There are lots of reasons why you might want or need a breast augmentation revision, including:
- Capsular contracture
- Deflating, rippling or ruptured implants
- You want a change of style, size or shape
- Your body has changed due to pregnancy, menopause, weight gain or loss or other factors
- You no longer want breast implants
What’s Involved in a Breast Augmentation Revision?
In some cases, the same incisions from your initial breast augmentation can be used for your revision procedure. However, new incisions may be necessary in some situations to access the breast pocket and remove and replace your implants.
Preparing for breast augmentation
You will need to see your primary care physician for a preoperative physical within the 14 day period prior to your scheduled breast enlargement surgery at our AAAASF-accredited surgery facility, just as you would at a hospital. This is necessary to ensure you are in good medical condition for an anesthetic and operation. All surgeries and types of anesthesia have some risk, and every effort is made to reduce risk. A preoperative physical is an essential part of this process, just as a pilot’s checklist is before takeoff.
Besides being in good health prior to surgery, you must avoid drugs that can increase your risk for bleeding. This would include prescription drugs such as Lovenox, Coumadin, Xarelto, Warfarin, Plavix, and others. This also includes aspirin-containing products (Bayer™, Excedrin™, Anacin™, Bufferin™, Ecotrin™, and many multi-symptom medications — anything with acetylsalicylic acid [ASA, or aspirin]), ibuprofen-containing products (Advil™, Nuprin™, Mediprin™, Motrin™, and similar multi-symptom medicines containing ibuprofen), Aleve™ (naprosyn), or high-dose vitamins D and E (this interferes with vitamin K absorption, which is necessary for proper blood clotting). The dose of vitamins D and E in a daily multivitamin is not a problem, and a multivitamin in the weeks before surgery is a good idea. Except for the daily vitamin, all of the above medications should be avoided during the two weeks before and after surgery, since even one dose can interfere with proper blood clotting. Even a single baby aspirin can increase the risk of bleeding, capsular contracture, and re-operation.
You must also discontinue all herbal preparations you may be taking, as many of these remedies contain blood-thinning agents that can cause bleeding and require re-operation.
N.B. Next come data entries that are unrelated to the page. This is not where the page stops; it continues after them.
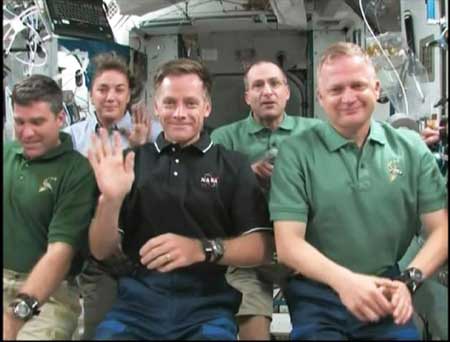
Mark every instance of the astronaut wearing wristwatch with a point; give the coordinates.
(24, 307)
(413, 279)
(213, 250)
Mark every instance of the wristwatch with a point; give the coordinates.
(24, 307)
(412, 277)
(213, 249)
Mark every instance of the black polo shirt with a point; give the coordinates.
(199, 191)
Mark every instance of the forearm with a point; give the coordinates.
(104, 237)
(248, 250)
(302, 257)
(311, 263)
(49, 272)
(433, 253)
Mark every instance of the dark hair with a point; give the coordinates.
(184, 66)
(111, 61)
(262, 61)
(38, 88)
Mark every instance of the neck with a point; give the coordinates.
(183, 143)
(271, 123)
(107, 123)
(358, 135)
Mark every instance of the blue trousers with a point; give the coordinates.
(175, 305)
(317, 313)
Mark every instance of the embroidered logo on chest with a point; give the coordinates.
(47, 184)
(393, 167)
(209, 181)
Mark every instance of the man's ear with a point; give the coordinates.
(60, 118)
(319, 97)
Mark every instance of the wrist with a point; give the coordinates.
(338, 279)
(213, 250)
(412, 277)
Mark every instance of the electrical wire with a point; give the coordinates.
(386, 56)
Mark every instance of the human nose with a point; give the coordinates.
(110, 95)
(348, 96)
(267, 89)
(27, 132)
(180, 112)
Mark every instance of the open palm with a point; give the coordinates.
(113, 172)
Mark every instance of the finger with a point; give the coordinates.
(408, 314)
(376, 307)
(117, 144)
(104, 142)
(359, 314)
(387, 293)
(129, 162)
(170, 266)
(401, 311)
(153, 254)
(383, 305)
(159, 261)
(151, 243)
(138, 114)
(369, 314)
(92, 151)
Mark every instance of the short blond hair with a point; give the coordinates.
(343, 49)
(184, 66)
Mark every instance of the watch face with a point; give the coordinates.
(415, 274)
(22, 310)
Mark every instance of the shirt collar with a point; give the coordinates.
(203, 144)
(63, 147)
(335, 141)
(124, 124)
(253, 126)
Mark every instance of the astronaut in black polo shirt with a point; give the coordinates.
(184, 210)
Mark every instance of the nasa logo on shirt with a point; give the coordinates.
(209, 181)
(393, 167)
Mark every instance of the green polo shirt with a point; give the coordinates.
(361, 206)
(254, 140)
(47, 199)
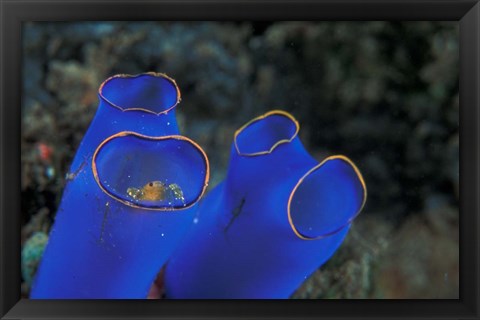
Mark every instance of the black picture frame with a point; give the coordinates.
(13, 12)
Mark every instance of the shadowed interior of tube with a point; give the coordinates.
(327, 199)
(262, 135)
(166, 173)
(154, 93)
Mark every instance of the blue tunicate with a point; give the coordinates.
(105, 243)
(277, 216)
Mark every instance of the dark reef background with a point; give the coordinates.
(383, 93)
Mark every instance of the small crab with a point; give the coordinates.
(157, 191)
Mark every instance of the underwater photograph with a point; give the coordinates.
(240, 160)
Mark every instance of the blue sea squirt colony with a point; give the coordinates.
(132, 205)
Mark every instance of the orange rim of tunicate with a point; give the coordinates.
(140, 108)
(130, 204)
(278, 143)
(362, 182)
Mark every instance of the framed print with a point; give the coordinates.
(203, 159)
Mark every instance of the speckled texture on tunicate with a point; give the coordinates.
(383, 93)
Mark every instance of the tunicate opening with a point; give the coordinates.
(149, 92)
(326, 199)
(263, 134)
(153, 173)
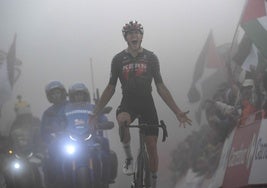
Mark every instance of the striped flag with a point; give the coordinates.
(254, 23)
(207, 59)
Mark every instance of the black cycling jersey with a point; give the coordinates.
(135, 73)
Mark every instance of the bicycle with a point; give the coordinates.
(141, 176)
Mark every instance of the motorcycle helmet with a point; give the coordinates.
(131, 26)
(53, 85)
(79, 88)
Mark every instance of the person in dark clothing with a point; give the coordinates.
(136, 67)
(52, 124)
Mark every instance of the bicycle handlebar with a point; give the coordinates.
(144, 125)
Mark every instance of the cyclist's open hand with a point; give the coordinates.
(183, 119)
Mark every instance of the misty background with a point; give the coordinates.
(57, 38)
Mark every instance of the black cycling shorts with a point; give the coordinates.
(142, 108)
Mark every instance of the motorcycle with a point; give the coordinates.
(22, 166)
(86, 160)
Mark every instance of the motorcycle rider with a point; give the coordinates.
(53, 123)
(25, 142)
(78, 113)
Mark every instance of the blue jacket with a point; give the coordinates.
(78, 116)
(53, 120)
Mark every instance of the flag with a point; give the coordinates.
(8, 72)
(243, 50)
(254, 23)
(11, 61)
(208, 58)
(251, 60)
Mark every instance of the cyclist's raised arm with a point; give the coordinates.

Some herbal preparations can also interfere with anesthetic medications. Even over-the-counter appetite suppressants or “natural” diuretics can cause increased risk for anesthesia, and must be stopped a full two weeks before surgery.
If you have the Factor V Leiden gene, or other genetic bleeding/clotting disorders, you may need additional consultation with a Hematologist to minimize bleeding or clotting with this elective surgery. Oral contraceptive use, particularly in smokers, increases the potential for developing blood clots with any surgical procedure.
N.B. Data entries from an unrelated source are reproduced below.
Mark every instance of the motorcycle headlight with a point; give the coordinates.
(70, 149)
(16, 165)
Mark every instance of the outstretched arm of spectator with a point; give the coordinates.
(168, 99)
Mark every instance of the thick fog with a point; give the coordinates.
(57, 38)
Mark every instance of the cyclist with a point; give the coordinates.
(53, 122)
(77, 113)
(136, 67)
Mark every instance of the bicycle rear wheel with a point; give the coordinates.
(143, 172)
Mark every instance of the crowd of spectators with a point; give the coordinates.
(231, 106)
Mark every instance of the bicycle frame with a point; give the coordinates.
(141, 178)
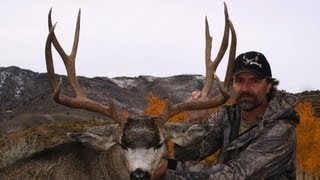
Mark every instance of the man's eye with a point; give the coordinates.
(123, 147)
(158, 146)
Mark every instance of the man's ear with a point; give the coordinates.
(186, 134)
(98, 138)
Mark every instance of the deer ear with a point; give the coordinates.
(98, 138)
(186, 134)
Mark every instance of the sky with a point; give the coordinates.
(164, 37)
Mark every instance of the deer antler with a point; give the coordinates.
(204, 102)
(80, 100)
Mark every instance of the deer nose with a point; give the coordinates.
(140, 175)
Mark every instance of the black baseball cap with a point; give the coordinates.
(252, 62)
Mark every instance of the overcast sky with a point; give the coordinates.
(164, 37)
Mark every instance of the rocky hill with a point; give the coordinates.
(26, 98)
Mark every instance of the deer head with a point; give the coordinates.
(141, 137)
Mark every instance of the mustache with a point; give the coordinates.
(246, 94)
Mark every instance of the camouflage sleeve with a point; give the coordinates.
(270, 155)
(209, 143)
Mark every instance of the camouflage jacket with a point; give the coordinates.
(264, 151)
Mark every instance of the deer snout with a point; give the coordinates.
(140, 175)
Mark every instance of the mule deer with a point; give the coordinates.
(130, 148)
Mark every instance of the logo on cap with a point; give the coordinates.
(252, 61)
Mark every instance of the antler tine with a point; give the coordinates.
(211, 66)
(80, 100)
(232, 56)
(204, 102)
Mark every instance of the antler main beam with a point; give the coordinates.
(80, 100)
(204, 101)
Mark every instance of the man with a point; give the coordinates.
(256, 137)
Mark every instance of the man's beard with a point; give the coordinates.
(247, 104)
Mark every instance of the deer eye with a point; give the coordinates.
(157, 146)
(123, 147)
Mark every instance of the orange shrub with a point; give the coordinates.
(308, 133)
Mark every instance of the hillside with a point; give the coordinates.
(25, 96)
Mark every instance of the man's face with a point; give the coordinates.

Tobacco use of any kind should be stopped completely two weeks before surgery to prevent post-operative coughing that can raise your blood pressure and increase the risk of bleeding or capsule formation, which can cause hard or painful breasts and require re-operation. If you are having a breast lift, the incisions needed to shape and lift the breasts may cause reduced circulation and difficulty healing; smoking even one cigarette, using nicotine gum, or exposure to second-hand smoke may cause areas of the breast skin or areola to die because of lack of circulation. Prolonged dressing changes, skin grafts, or additional surgery may be necessary if you continue even minimal tobacco or nicotine use or exposure. E-cigarettes or vaping with nicotine are not allowed.
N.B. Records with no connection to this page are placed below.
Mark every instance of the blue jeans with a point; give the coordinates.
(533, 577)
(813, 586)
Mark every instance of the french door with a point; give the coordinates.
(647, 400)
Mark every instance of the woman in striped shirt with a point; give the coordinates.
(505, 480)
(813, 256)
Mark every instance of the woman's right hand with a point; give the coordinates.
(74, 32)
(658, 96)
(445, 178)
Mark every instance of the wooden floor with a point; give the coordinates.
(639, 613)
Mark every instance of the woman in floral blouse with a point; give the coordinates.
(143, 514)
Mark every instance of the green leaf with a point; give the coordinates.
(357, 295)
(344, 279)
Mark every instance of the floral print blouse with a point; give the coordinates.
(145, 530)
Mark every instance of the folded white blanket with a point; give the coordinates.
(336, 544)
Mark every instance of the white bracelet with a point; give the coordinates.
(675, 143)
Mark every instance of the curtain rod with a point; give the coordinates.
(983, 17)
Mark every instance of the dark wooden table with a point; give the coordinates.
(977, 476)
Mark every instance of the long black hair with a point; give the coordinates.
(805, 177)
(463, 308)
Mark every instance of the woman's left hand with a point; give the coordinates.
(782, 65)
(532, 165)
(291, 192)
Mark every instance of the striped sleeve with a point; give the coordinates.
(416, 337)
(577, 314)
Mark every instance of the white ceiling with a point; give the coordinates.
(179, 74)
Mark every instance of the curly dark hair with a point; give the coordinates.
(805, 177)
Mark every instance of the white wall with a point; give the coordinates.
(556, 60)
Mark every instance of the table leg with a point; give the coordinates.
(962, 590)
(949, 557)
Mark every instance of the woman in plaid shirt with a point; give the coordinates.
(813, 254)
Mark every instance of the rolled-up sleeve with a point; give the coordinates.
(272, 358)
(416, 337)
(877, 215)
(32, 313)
On the day of your breast enlargement surgery, wear loose-fitting clothes, preferably something with front zipper so that it can be put on and taken off without raising one’s arms. You must bring a driver as you should not drive a car for the first two days after surgery or while on pain medications. Someone must also be with you the night of surgery, but this person does not need to be a nurse, just someone who can help with medications, ice bags, assist you to the bathroom, or answer the phone.